Russell revealed four innovations that IGMI envisions for the Margaret mine. Some were tried in “futuristic” mines in the 80’s without success, but advancements in technology now permit “the right kind of drilling and right kind of equipment.”
(1) The mine would be developed through “directional drilling” methods created in the oil industry—this would allow immediate ore processing instead of the 3 to 4 years usually needed to develop a conventional block cave mine. The mine would be “drilled” with blasting from below that would push ore up to higher levels to be removed.
(2) Huge conveyance “trucks” many times bigger than those used in current underground mines would need to be developed and built to take the ore to huge conveyance belts (not hoists) that would lift the ore to the surface. Fluidized ore would be piped to a process mill about 7 miles away on private land or possibly on site underground.

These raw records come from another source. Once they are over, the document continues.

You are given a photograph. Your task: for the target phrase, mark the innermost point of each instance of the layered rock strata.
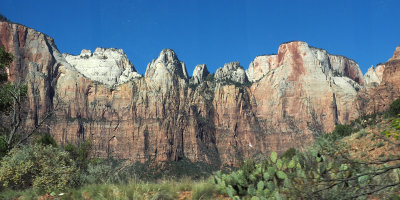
(281, 101)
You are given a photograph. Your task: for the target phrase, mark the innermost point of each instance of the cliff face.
(379, 98)
(281, 101)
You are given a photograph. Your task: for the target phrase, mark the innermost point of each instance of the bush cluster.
(46, 168)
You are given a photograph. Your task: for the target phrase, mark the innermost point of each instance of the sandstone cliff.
(280, 101)
(379, 98)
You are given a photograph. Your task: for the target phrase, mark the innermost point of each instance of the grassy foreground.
(164, 189)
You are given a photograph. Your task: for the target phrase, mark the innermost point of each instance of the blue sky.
(215, 32)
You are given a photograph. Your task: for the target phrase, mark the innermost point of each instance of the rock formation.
(374, 76)
(281, 101)
(200, 73)
(107, 66)
(231, 72)
(379, 98)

(3) Instead of using ore crushed to sand-sized particles like processes used in conventional Pyro smelters which heat the ore, a nitric acid leaching process (Hydromet) would use .5 inch and smaller particles. A similar process was tried by another company, R.A. Hanson, in Nevada without complete success in the late 90’s because it could not control all the variables. However, IGMI has patents pending on a process, using different reactants, that in the lab allows 70—85% copper extraction. Deleterious gases are mainly nitrogen, which can be recycled back into the process. Nitrogen and other toxic metal concentrations in depleted ore would not exceed government standards. After copper and other metal extraction, the rocks would be “washed” under pressure with different solutions to remove surface contaminants and would be centrifuged to remove moisture. This would be a gravity leach process where material is moved through enormous silos. Water use in this process would be reduced by a factor of 10 from the 10,000 gallons per minute in a conventional flotation processor. A lot of water would be re-used to reduce the amount needed from the environment. Sulfuric acid, a by-product of processing all sulfide copper ores, would be concentrated and sold to industry. The larger-sized ore particles also mean less production of polluting dust.

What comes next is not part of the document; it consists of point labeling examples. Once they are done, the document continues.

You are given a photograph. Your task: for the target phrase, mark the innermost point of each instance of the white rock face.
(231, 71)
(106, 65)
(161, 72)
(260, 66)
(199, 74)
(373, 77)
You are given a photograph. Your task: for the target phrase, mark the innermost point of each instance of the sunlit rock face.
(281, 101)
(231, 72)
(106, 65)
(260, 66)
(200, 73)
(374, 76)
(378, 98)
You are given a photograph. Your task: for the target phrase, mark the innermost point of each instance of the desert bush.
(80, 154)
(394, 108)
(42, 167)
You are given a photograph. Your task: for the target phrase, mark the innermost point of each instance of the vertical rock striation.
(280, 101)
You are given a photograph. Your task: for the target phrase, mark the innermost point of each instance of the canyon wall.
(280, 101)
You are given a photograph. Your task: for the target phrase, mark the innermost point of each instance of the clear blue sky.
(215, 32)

(4) The larger surface area of each piece of depleted ore would allow “normal” oxidation so contaminants like sulfuric acid, cadmium, arsenic, etc., would be released at the rate of the surrounding mine rock. Also, the surface of each piece of ore would be clean. This means that 70% of the depleted ore could be “mixed with a little cement” and put back into the mine to prevent surface subsidence, a big problem in block cave underground mines. The risk of acid mine drainage would also be reduced. Some larger particles would be sold as gravel. The rest would be put into a waste pile somewhere, but a smaller one than those produced by other large-volume ore mines.
Russell’s Conclusions
According to Russell, these techniques will meet the technological challenges of mining large volume lower grade deposits, developing environmentally acceptable mines, improving metal recoveries from ores, producing less mining waste, and using more environmentally friendly processing techniques.
Russell concluded his prepared remarks by saying that the proposed Margaret site mine offers the solution to a number of challenges: finding an ore body to demonstrate new mining techniques; government and industry jointly creating new mining laws; producing high-paying jobs in Washington State; increasing state and federal tax and royalty revenue; becoming enviro-technologists; making a chance for Washington State to make a difference.
Aside from the author: A little math leads to the conclusion that the proposed “new technology” underground mine and processing plant would produce at a minimum copper worth $980,000 per day. This is based on processing 80,000 tons per day, copper ores of .5% purity, a 70% extraction rate, and an estimated 2006 price of $1.75 per pound. This would be $357.7 million per year.